Entrevista com o desenhista Mário Tarcitano
Daniela Aragão: Como começou a imagem em sua vida?
Mário Tarcitano: Nasci em Volta Redonda, uma cidade industrial do estado do Rio. Meu pai costumava levar para casa uns blocos de papel que nos serviam para rascunho. Lembro que minha mãe, dona de casa com três filhos pequenos, para ter um pouco de sossego nas suas tarefas, nos colocava, eu e meus dois irmãos, para desenhar nesses blocos de papel. Que eu me recorde, meu irmão mais novo desenhava até melhor que eu, mas em determinada idade ele parou.
Toda criança gosta de desenhar e eu nunca parei. Gostava muito de revistas em quadrinhos e ficava desenhando seus personagens. Sempre gostei de desenho animado e fui muito estimulado, desde cedo, pelo desenho.
Daniela Aragão: Certamente você devia ser o desenhista da sala de aula na escola.

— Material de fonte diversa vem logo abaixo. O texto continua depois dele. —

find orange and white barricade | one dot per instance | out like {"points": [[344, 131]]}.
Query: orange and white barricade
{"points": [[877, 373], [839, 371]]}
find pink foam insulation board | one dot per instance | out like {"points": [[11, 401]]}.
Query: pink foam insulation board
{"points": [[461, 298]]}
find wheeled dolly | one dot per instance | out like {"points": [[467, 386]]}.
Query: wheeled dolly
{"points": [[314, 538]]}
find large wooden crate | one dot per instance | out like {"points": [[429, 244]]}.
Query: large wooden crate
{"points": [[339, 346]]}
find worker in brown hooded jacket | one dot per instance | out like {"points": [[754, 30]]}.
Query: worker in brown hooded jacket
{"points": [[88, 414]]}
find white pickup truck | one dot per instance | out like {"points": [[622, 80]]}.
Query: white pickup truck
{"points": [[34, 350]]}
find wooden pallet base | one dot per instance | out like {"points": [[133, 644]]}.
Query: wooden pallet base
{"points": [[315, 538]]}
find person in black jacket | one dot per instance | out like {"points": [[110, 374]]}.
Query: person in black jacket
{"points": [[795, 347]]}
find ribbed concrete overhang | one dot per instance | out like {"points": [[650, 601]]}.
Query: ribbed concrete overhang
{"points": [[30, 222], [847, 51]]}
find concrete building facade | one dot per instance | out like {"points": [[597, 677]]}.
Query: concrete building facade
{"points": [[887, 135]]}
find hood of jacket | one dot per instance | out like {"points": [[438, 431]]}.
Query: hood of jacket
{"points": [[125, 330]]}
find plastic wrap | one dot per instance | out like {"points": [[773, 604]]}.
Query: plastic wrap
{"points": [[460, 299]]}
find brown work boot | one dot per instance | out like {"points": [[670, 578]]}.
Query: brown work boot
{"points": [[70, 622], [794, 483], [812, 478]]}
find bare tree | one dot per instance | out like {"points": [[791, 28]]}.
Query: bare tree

Mário Tarcitano: Ah sim. Na escola ganhava até uns trocados. Fazia alguns desenhos de ídolos de futebol para colegas que eram torcedores e fãs. Eu sempre fui tranquilo na escola, fazia as bagunças nos bastidores, não era um bagunceiro que aprontava muito. Fazia sim muitas caricaturas de colegas e de professores, o que gerava boas risadas.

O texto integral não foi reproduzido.